Problem with MaaS/Masakari Charm

Hi,

I’m not sure this is the right place to ask so I put this here and I’ll post the same request on the Juju Discourse.

I have a strange issue with latest MaaS release and/or openstack Charms (probably Masakari since this is the only one that interacts with MaaS)
here is the case : I deployed a working Openstack cluster with Masakari enabled
Before, when I was testing Masakari, I just initiated a “reboot” on a compute node and the node simply restarted
Now, when I do the same thing, the node is stuck shutoff (those are physical nodes with MaaS provider)
When I try to start them through MaaS (so through ipmi), the node starts then as soon as it try to start PXE, it simply shutdown itself, it’s not even initiating a DHCP/PXE request, simply shuting down before the bios ends its initialization phase

I tried to start those nodes many times through MaaS and it always do the same (nodes are Dell PowerEdge R630)
Only way to start those nodes is to start them from the idrac console
It might not be a “Charms” related issue since there was also new MaaS releases recently but since there are interaction between the Masakari charm and MaaS, I don’t really know where to route that issue
So any help gladly appreciated.

May this R630 machine has some error?

I deployed openstack base in four R610 machines,one of them is always can‘t control by maas ,when I deploy OS on it.

Hi,

Really don’t think so, until very recently (and that’s where I can’t pinpoint the root cause of this issue since there were major Charms releases and MaaS updates within the same time frame) I never had that issue and I never had (and still don’t) have any difficulty to deploy machines with MaaS.
I really think this is more related to the relation between Masakari, IPMI and MaaS but don’t really know how exactly and how to debug this.

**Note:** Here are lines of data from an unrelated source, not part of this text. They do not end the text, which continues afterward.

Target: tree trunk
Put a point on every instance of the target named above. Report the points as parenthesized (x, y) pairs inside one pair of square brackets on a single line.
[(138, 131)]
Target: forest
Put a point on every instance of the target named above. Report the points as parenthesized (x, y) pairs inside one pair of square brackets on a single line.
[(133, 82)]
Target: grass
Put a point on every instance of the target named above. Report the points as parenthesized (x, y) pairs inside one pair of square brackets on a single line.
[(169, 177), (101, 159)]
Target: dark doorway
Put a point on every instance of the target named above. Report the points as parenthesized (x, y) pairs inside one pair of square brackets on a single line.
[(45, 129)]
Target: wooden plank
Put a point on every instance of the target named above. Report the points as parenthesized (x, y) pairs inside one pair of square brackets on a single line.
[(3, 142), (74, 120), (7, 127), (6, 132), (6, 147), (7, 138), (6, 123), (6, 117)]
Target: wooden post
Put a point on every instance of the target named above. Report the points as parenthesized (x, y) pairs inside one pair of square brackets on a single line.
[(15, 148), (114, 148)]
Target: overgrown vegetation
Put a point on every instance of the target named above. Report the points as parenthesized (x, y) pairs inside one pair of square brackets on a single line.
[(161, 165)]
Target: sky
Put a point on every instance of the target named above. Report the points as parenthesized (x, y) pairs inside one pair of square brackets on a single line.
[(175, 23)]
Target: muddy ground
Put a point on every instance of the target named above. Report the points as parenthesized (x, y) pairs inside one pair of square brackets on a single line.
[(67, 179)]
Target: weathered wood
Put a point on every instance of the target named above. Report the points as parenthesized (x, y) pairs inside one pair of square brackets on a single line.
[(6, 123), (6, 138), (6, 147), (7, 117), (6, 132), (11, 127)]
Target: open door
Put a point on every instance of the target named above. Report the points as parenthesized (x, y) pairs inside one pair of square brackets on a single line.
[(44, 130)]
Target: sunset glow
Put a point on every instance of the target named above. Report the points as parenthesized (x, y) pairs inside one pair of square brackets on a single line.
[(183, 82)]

It is possible that stonith is killing your node using maas api

@Hybrid512, did you ever find the answer to this one?

I don’t really know, this was in our Lab and we didn’t had the opportunity to work on that again.
We signed with Canonical and now have a working supported cluster with a working Masakari setup but this is pretty fresh and we didn’t had time to battle test it yet, I’ll get back there when I have more insights.

1 Like

cool. i’m going to leave this one open for you.